5 Security Principles in MSP¶

5.1 Static Write Protection¶

To avoid unwanted erasure of the CSC, it is important to configure the NONMAIN region to disallow writes to the area of flash that the boot application will reside in. This requires changes to the default configuration of the examples, as these are designed chiefly for development and debugging.

For more information about the NONMAIN region, consult the device specific Technical Reference Manual.

5.2 Root of Trust Using NONMAIN¶

With the write protection enabled on NONMAIN, it is still possible for a factory reset to wipe the entire device. Preventing a factory reset (or only allowing it with a password) is a mechanism that allows developers to ensure the booting of the device into NONMAIN.

5.3 Rollback Protection¶

One of the security features mcuboot provides is rollback protection: where a user can set a security version that new images must match or exceed in order to be accepted by the boot image manger. This prevents an attacker from installing a previous image which may contain a vulnerability that is fixed in later versions.

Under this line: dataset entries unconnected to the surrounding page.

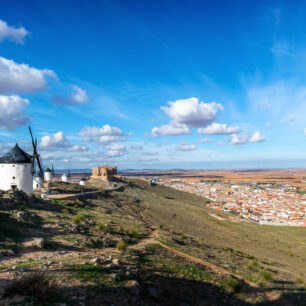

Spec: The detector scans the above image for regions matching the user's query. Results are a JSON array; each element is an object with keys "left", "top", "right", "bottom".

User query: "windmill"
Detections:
[{"left": 29, "top": 126, "right": 43, "bottom": 174}]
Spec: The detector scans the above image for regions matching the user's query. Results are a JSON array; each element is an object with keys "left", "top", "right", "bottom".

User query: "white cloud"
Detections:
[
  {"left": 0, "top": 95, "right": 30, "bottom": 130},
  {"left": 288, "top": 116, "right": 296, "bottom": 122},
  {"left": 198, "top": 138, "right": 211, "bottom": 143},
  {"left": 53, "top": 85, "right": 90, "bottom": 105},
  {"left": 151, "top": 121, "right": 190, "bottom": 137},
  {"left": 40, "top": 132, "right": 72, "bottom": 149},
  {"left": 231, "top": 132, "right": 265, "bottom": 144},
  {"left": 105, "top": 143, "right": 127, "bottom": 158},
  {"left": 198, "top": 123, "right": 240, "bottom": 135},
  {"left": 136, "top": 156, "right": 158, "bottom": 163},
  {"left": 0, "top": 19, "right": 29, "bottom": 44},
  {"left": 79, "top": 124, "right": 126, "bottom": 143},
  {"left": 130, "top": 145, "right": 143, "bottom": 150},
  {"left": 175, "top": 141, "right": 197, "bottom": 151},
  {"left": 0, "top": 57, "right": 57, "bottom": 94},
  {"left": 161, "top": 98, "right": 223, "bottom": 127},
  {"left": 68, "top": 145, "right": 88, "bottom": 152},
  {"left": 250, "top": 132, "right": 265, "bottom": 142}
]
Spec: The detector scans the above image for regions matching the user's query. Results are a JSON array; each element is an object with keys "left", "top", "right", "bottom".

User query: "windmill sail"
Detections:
[{"left": 29, "top": 126, "right": 43, "bottom": 173}]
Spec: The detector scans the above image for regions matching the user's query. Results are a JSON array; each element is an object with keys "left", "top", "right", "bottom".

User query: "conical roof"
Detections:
[{"left": 0, "top": 143, "right": 31, "bottom": 164}]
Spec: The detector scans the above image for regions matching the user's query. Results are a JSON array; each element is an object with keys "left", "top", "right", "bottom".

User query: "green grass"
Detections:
[
  {"left": 259, "top": 270, "right": 274, "bottom": 281},
  {"left": 225, "top": 277, "right": 244, "bottom": 292},
  {"left": 116, "top": 240, "right": 127, "bottom": 252},
  {"left": 72, "top": 213, "right": 86, "bottom": 224}
]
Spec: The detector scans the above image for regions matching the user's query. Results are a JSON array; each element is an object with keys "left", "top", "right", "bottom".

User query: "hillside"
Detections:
[{"left": 0, "top": 180, "right": 306, "bottom": 305}]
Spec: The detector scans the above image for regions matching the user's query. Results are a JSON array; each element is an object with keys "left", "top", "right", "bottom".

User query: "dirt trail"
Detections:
[{"left": 133, "top": 204, "right": 293, "bottom": 306}]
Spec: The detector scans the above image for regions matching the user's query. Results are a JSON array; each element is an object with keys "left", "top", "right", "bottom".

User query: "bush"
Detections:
[
  {"left": 127, "top": 230, "right": 138, "bottom": 238},
  {"left": 97, "top": 223, "right": 107, "bottom": 232},
  {"left": 62, "top": 208, "right": 69, "bottom": 215},
  {"left": 226, "top": 278, "right": 244, "bottom": 292},
  {"left": 296, "top": 277, "right": 304, "bottom": 285},
  {"left": 248, "top": 261, "right": 259, "bottom": 271},
  {"left": 72, "top": 213, "right": 86, "bottom": 224},
  {"left": 116, "top": 240, "right": 127, "bottom": 252},
  {"left": 4, "top": 272, "right": 56, "bottom": 303},
  {"left": 260, "top": 270, "right": 273, "bottom": 281}
]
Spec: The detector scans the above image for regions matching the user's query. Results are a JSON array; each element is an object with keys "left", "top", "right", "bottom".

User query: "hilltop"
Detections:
[{"left": 0, "top": 179, "right": 306, "bottom": 305}]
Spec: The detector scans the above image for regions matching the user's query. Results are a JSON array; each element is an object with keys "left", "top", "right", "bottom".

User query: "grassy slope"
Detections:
[
  {"left": 129, "top": 181, "right": 306, "bottom": 276},
  {"left": 0, "top": 180, "right": 306, "bottom": 305}
]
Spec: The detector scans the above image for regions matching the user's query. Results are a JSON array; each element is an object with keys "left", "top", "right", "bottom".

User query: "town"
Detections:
[{"left": 152, "top": 178, "right": 306, "bottom": 226}]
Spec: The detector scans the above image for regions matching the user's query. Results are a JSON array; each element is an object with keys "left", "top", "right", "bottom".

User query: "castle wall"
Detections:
[{"left": 0, "top": 164, "right": 33, "bottom": 194}]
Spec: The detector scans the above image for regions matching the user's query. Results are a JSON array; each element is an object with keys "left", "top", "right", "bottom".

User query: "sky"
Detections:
[{"left": 0, "top": 0, "right": 306, "bottom": 169}]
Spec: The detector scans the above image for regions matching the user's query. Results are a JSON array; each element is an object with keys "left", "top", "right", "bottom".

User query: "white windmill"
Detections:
[{"left": 0, "top": 127, "right": 42, "bottom": 194}]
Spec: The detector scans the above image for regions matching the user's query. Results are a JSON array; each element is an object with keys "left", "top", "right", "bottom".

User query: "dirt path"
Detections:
[{"left": 133, "top": 200, "right": 293, "bottom": 306}]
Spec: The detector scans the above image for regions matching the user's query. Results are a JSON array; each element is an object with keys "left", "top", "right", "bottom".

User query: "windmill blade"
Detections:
[
  {"left": 36, "top": 156, "right": 44, "bottom": 174},
  {"left": 29, "top": 126, "right": 34, "bottom": 147}
]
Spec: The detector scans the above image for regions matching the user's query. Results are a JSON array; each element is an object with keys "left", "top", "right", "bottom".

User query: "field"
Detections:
[
  {"left": 124, "top": 169, "right": 306, "bottom": 189},
  {"left": 0, "top": 179, "right": 306, "bottom": 305}
]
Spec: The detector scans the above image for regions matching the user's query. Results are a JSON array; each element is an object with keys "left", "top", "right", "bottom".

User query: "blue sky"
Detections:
[{"left": 0, "top": 0, "right": 306, "bottom": 169}]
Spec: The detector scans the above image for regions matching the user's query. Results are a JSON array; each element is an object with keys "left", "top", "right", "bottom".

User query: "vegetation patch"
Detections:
[{"left": 4, "top": 272, "right": 57, "bottom": 303}]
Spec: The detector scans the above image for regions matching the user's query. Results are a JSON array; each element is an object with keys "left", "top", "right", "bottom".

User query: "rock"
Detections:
[
  {"left": 91, "top": 257, "right": 102, "bottom": 265},
  {"left": 112, "top": 258, "right": 119, "bottom": 266},
  {"left": 17, "top": 211, "right": 31, "bottom": 222},
  {"left": 148, "top": 287, "right": 163, "bottom": 298},
  {"left": 23, "top": 238, "right": 45, "bottom": 249},
  {"left": 110, "top": 273, "right": 120, "bottom": 280}
]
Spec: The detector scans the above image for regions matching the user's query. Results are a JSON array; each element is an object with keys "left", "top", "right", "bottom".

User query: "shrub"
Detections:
[
  {"left": 97, "top": 223, "right": 107, "bottom": 232},
  {"left": 226, "top": 278, "right": 244, "bottom": 292},
  {"left": 127, "top": 230, "right": 138, "bottom": 238},
  {"left": 62, "top": 208, "right": 69, "bottom": 215},
  {"left": 72, "top": 213, "right": 86, "bottom": 224},
  {"left": 296, "top": 277, "right": 304, "bottom": 285},
  {"left": 4, "top": 272, "right": 56, "bottom": 303},
  {"left": 260, "top": 270, "right": 273, "bottom": 281},
  {"left": 116, "top": 240, "right": 127, "bottom": 252},
  {"left": 248, "top": 261, "right": 259, "bottom": 271}
]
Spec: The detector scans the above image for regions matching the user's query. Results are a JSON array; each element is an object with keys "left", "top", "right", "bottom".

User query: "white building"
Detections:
[
  {"left": 44, "top": 168, "right": 52, "bottom": 182},
  {"left": 62, "top": 173, "right": 68, "bottom": 183},
  {"left": 0, "top": 144, "right": 33, "bottom": 194},
  {"left": 33, "top": 172, "right": 44, "bottom": 190}
]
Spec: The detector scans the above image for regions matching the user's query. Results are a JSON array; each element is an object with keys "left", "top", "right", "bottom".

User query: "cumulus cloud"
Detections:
[
  {"left": 151, "top": 121, "right": 190, "bottom": 137},
  {"left": 136, "top": 156, "right": 159, "bottom": 163},
  {"left": 0, "top": 57, "right": 57, "bottom": 94},
  {"left": 0, "top": 19, "right": 29, "bottom": 44},
  {"left": 151, "top": 98, "right": 223, "bottom": 137},
  {"left": 175, "top": 141, "right": 197, "bottom": 151},
  {"left": 0, "top": 95, "right": 30, "bottom": 130},
  {"left": 130, "top": 145, "right": 143, "bottom": 150},
  {"left": 231, "top": 132, "right": 265, "bottom": 144},
  {"left": 79, "top": 124, "right": 126, "bottom": 143},
  {"left": 40, "top": 131, "right": 72, "bottom": 149},
  {"left": 161, "top": 98, "right": 223, "bottom": 127},
  {"left": 105, "top": 143, "right": 127, "bottom": 158},
  {"left": 198, "top": 123, "right": 240, "bottom": 135},
  {"left": 68, "top": 145, "right": 88, "bottom": 152},
  {"left": 53, "top": 85, "right": 90, "bottom": 105},
  {"left": 198, "top": 138, "right": 211, "bottom": 143}
]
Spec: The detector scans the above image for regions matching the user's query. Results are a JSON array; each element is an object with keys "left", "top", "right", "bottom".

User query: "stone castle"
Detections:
[{"left": 91, "top": 166, "right": 117, "bottom": 182}]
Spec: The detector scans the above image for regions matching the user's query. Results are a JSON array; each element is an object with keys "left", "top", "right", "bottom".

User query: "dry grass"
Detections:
[{"left": 4, "top": 272, "right": 56, "bottom": 302}]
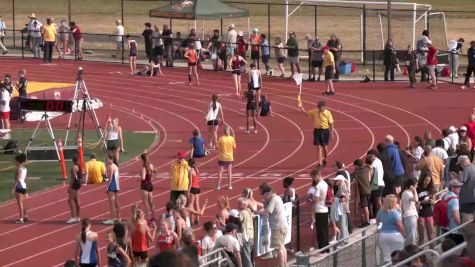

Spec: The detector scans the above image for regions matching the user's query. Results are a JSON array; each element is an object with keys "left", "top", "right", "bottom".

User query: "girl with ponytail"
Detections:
[
  {"left": 140, "top": 153, "right": 155, "bottom": 223},
  {"left": 74, "top": 218, "right": 101, "bottom": 267}
]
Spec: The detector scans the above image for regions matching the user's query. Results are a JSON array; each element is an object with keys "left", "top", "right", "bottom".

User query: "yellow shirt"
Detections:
[
  {"left": 218, "top": 135, "right": 236, "bottom": 161},
  {"left": 41, "top": 24, "right": 57, "bottom": 42},
  {"left": 170, "top": 160, "right": 190, "bottom": 191},
  {"left": 323, "top": 52, "right": 335, "bottom": 67},
  {"left": 307, "top": 109, "right": 333, "bottom": 129},
  {"left": 84, "top": 159, "right": 106, "bottom": 184}
]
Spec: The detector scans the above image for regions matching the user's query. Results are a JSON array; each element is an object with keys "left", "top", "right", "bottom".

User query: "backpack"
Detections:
[
  {"left": 325, "top": 183, "right": 335, "bottom": 207},
  {"left": 433, "top": 196, "right": 457, "bottom": 227}
]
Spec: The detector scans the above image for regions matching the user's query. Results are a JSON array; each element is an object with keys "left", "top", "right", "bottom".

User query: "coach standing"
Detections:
[
  {"left": 41, "top": 17, "right": 58, "bottom": 63},
  {"left": 299, "top": 101, "right": 333, "bottom": 167}
]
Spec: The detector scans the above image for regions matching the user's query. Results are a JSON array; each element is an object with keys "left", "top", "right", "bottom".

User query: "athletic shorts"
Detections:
[
  {"left": 190, "top": 187, "right": 201, "bottom": 195},
  {"left": 206, "top": 120, "right": 219, "bottom": 126},
  {"left": 0, "top": 111, "right": 10, "bottom": 120},
  {"left": 325, "top": 66, "right": 334, "bottom": 81},
  {"left": 133, "top": 251, "right": 148, "bottom": 260},
  {"left": 360, "top": 194, "right": 371, "bottom": 208},
  {"left": 107, "top": 139, "right": 119, "bottom": 150},
  {"left": 15, "top": 187, "right": 26, "bottom": 195},
  {"left": 232, "top": 70, "right": 241, "bottom": 75},
  {"left": 313, "top": 129, "right": 330, "bottom": 146},
  {"left": 218, "top": 160, "right": 233, "bottom": 167},
  {"left": 312, "top": 60, "right": 323, "bottom": 69}
]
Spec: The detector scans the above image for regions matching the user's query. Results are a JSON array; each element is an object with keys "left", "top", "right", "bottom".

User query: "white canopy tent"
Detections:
[{"left": 284, "top": 0, "right": 447, "bottom": 47}]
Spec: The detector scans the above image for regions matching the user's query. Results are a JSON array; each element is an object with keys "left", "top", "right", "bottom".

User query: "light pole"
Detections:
[{"left": 388, "top": 0, "right": 392, "bottom": 39}]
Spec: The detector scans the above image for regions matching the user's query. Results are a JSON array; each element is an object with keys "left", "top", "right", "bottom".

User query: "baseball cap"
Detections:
[
  {"left": 229, "top": 209, "right": 239, "bottom": 218},
  {"left": 457, "top": 155, "right": 469, "bottom": 165},
  {"left": 176, "top": 151, "right": 188, "bottom": 158},
  {"left": 449, "top": 179, "right": 463, "bottom": 187},
  {"left": 333, "top": 175, "right": 346, "bottom": 181}
]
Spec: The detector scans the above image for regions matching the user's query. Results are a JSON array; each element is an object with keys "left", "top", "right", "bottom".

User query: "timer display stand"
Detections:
[{"left": 64, "top": 67, "right": 105, "bottom": 150}]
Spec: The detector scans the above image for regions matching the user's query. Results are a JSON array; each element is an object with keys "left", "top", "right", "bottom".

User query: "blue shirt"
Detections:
[
  {"left": 376, "top": 209, "right": 401, "bottom": 234},
  {"left": 386, "top": 144, "right": 404, "bottom": 177},
  {"left": 260, "top": 39, "right": 270, "bottom": 56},
  {"left": 444, "top": 191, "right": 459, "bottom": 230},
  {"left": 190, "top": 137, "right": 205, "bottom": 157}
]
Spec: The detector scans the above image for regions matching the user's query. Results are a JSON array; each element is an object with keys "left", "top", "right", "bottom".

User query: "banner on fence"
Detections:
[{"left": 254, "top": 202, "right": 292, "bottom": 257}]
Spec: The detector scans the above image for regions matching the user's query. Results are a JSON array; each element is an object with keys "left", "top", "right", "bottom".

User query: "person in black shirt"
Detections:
[
  {"left": 243, "top": 86, "right": 257, "bottom": 133},
  {"left": 162, "top": 24, "right": 173, "bottom": 67},
  {"left": 259, "top": 95, "right": 272, "bottom": 117},
  {"left": 142, "top": 22, "right": 153, "bottom": 63},
  {"left": 417, "top": 171, "right": 436, "bottom": 248}
]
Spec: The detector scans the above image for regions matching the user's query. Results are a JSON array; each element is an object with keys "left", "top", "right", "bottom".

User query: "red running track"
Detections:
[{"left": 0, "top": 58, "right": 475, "bottom": 266}]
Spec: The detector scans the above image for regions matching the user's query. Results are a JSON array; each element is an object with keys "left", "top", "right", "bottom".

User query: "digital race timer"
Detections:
[{"left": 19, "top": 98, "right": 73, "bottom": 113}]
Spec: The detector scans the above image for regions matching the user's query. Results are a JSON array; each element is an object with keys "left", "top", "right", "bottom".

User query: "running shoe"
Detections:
[
  {"left": 102, "top": 219, "right": 114, "bottom": 225},
  {"left": 66, "top": 218, "right": 78, "bottom": 224}
]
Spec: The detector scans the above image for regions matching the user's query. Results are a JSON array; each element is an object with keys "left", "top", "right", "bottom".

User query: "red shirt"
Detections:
[
  {"left": 427, "top": 46, "right": 438, "bottom": 65},
  {"left": 464, "top": 121, "right": 475, "bottom": 147},
  {"left": 157, "top": 233, "right": 175, "bottom": 252}
]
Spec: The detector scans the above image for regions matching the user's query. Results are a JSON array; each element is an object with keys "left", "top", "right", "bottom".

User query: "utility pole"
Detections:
[{"left": 388, "top": 0, "right": 392, "bottom": 39}]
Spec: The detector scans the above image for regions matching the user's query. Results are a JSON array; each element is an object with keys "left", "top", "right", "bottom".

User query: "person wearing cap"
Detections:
[
  {"left": 256, "top": 183, "right": 288, "bottom": 267},
  {"left": 442, "top": 178, "right": 462, "bottom": 233},
  {"left": 300, "top": 101, "right": 333, "bottom": 167},
  {"left": 327, "top": 34, "right": 343, "bottom": 80},
  {"left": 285, "top": 32, "right": 300, "bottom": 78},
  {"left": 457, "top": 155, "right": 475, "bottom": 223},
  {"left": 322, "top": 46, "right": 337, "bottom": 95},
  {"left": 217, "top": 126, "right": 236, "bottom": 190},
  {"left": 416, "top": 145, "right": 444, "bottom": 190},
  {"left": 249, "top": 28, "right": 261, "bottom": 69},
  {"left": 41, "top": 17, "right": 57, "bottom": 63},
  {"left": 426, "top": 40, "right": 438, "bottom": 89},
  {"left": 0, "top": 16, "right": 8, "bottom": 55},
  {"left": 170, "top": 151, "right": 190, "bottom": 203},
  {"left": 461, "top": 41, "right": 475, "bottom": 89},
  {"left": 28, "top": 13, "right": 43, "bottom": 58},
  {"left": 84, "top": 153, "right": 106, "bottom": 184},
  {"left": 215, "top": 223, "right": 243, "bottom": 267},
  {"left": 224, "top": 24, "right": 238, "bottom": 66}
]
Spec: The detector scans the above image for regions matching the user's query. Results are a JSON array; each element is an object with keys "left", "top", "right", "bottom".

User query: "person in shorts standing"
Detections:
[
  {"left": 322, "top": 46, "right": 337, "bottom": 95},
  {"left": 426, "top": 40, "right": 438, "bottom": 89},
  {"left": 300, "top": 101, "right": 333, "bottom": 167},
  {"left": 327, "top": 34, "right": 343, "bottom": 80},
  {"left": 217, "top": 126, "right": 236, "bottom": 190},
  {"left": 170, "top": 151, "right": 190, "bottom": 203},
  {"left": 285, "top": 32, "right": 300, "bottom": 78},
  {"left": 309, "top": 36, "right": 323, "bottom": 82},
  {"left": 142, "top": 22, "right": 153, "bottom": 63},
  {"left": 249, "top": 28, "right": 261, "bottom": 69},
  {"left": 112, "top": 19, "right": 125, "bottom": 58},
  {"left": 257, "top": 183, "right": 288, "bottom": 267}
]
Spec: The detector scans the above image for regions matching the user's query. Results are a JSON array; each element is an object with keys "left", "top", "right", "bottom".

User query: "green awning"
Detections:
[{"left": 150, "top": 0, "right": 249, "bottom": 20}]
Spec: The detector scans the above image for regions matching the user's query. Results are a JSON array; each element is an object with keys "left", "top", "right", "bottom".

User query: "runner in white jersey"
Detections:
[{"left": 12, "top": 153, "right": 28, "bottom": 224}]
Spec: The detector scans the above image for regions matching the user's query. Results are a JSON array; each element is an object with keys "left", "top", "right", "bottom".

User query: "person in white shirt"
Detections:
[
  {"left": 215, "top": 223, "right": 242, "bottom": 267},
  {"left": 28, "top": 13, "right": 43, "bottom": 58},
  {"left": 0, "top": 17, "right": 8, "bottom": 55},
  {"left": 310, "top": 167, "right": 331, "bottom": 252},
  {"left": 112, "top": 19, "right": 125, "bottom": 58},
  {"left": 401, "top": 177, "right": 419, "bottom": 246}
]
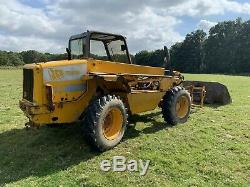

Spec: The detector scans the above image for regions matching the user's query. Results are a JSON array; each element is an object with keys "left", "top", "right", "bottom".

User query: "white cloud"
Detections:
[
  {"left": 0, "top": 0, "right": 250, "bottom": 52},
  {"left": 197, "top": 20, "right": 217, "bottom": 33}
]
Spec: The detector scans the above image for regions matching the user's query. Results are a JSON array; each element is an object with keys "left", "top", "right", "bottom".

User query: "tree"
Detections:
[{"left": 170, "top": 30, "right": 206, "bottom": 73}]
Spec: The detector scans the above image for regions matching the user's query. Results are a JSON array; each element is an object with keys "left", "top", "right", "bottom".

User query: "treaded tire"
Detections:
[
  {"left": 162, "top": 86, "right": 191, "bottom": 125},
  {"left": 82, "top": 95, "right": 128, "bottom": 152}
]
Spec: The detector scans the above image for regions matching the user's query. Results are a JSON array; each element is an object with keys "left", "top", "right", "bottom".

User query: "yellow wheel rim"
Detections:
[
  {"left": 103, "top": 108, "right": 123, "bottom": 140},
  {"left": 175, "top": 96, "right": 189, "bottom": 118}
]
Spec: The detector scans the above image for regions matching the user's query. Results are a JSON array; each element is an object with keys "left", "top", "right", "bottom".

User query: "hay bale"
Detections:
[{"left": 182, "top": 81, "right": 232, "bottom": 105}]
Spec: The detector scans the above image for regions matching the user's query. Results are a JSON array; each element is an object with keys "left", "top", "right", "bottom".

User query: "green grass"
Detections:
[{"left": 0, "top": 69, "right": 250, "bottom": 186}]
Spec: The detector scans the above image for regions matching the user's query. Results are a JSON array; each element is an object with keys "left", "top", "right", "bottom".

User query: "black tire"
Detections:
[
  {"left": 162, "top": 86, "right": 191, "bottom": 125},
  {"left": 82, "top": 95, "right": 128, "bottom": 151}
]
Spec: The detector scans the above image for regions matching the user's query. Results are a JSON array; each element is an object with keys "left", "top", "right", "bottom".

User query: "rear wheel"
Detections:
[
  {"left": 162, "top": 86, "right": 191, "bottom": 125},
  {"left": 83, "top": 95, "right": 128, "bottom": 151}
]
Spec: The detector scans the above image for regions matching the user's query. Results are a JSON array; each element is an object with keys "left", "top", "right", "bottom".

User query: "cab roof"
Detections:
[{"left": 70, "top": 31, "right": 126, "bottom": 40}]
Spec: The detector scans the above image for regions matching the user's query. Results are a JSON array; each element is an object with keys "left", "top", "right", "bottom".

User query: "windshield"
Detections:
[
  {"left": 70, "top": 38, "right": 86, "bottom": 59},
  {"left": 107, "top": 40, "right": 128, "bottom": 63},
  {"left": 90, "top": 39, "right": 129, "bottom": 63}
]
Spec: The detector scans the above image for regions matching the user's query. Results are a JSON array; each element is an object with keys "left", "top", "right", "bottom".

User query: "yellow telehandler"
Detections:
[{"left": 19, "top": 31, "right": 191, "bottom": 151}]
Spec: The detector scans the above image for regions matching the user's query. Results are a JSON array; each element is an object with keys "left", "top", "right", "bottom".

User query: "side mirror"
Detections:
[
  {"left": 121, "top": 45, "right": 127, "bottom": 51},
  {"left": 163, "top": 46, "right": 173, "bottom": 74},
  {"left": 66, "top": 48, "right": 71, "bottom": 60},
  {"left": 163, "top": 46, "right": 170, "bottom": 64}
]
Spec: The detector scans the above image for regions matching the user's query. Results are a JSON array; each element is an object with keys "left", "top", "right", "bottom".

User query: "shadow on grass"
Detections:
[
  {"left": 124, "top": 111, "right": 172, "bottom": 140},
  {"left": 0, "top": 112, "right": 169, "bottom": 186},
  {"left": 0, "top": 124, "right": 100, "bottom": 186}
]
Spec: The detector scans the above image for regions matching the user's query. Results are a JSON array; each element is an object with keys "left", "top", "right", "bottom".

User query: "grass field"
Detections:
[{"left": 0, "top": 70, "right": 250, "bottom": 186}]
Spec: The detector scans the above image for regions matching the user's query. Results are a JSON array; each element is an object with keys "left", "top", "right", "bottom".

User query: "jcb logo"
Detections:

This feature is not available on current M0L or M0G devices due to the non-main write protect occurring statically once upon startup. Rollback protection generally requires the hardware capability to prevent writes to a region dynamically (after verifying but before jumping to an image).

5.4 Keystore¶

It is important that unwanted entities do not have access to plaintext keys, but how does a user hide these keys, but still use them in the AES?

The answer is to have a separate section of memory that cannot be read out from the device, but is able to send keys on a separate bus to the AES for use based on the slot that is present. This is the job of the KEYSTORE on our device.

In order to communicate which keys are stored in the Keystore to the application, the CSC outputs in lockable storage the hashes of the keys, which an application can use to index the different slots and identify and use keys without being able to gain information about the key material itself.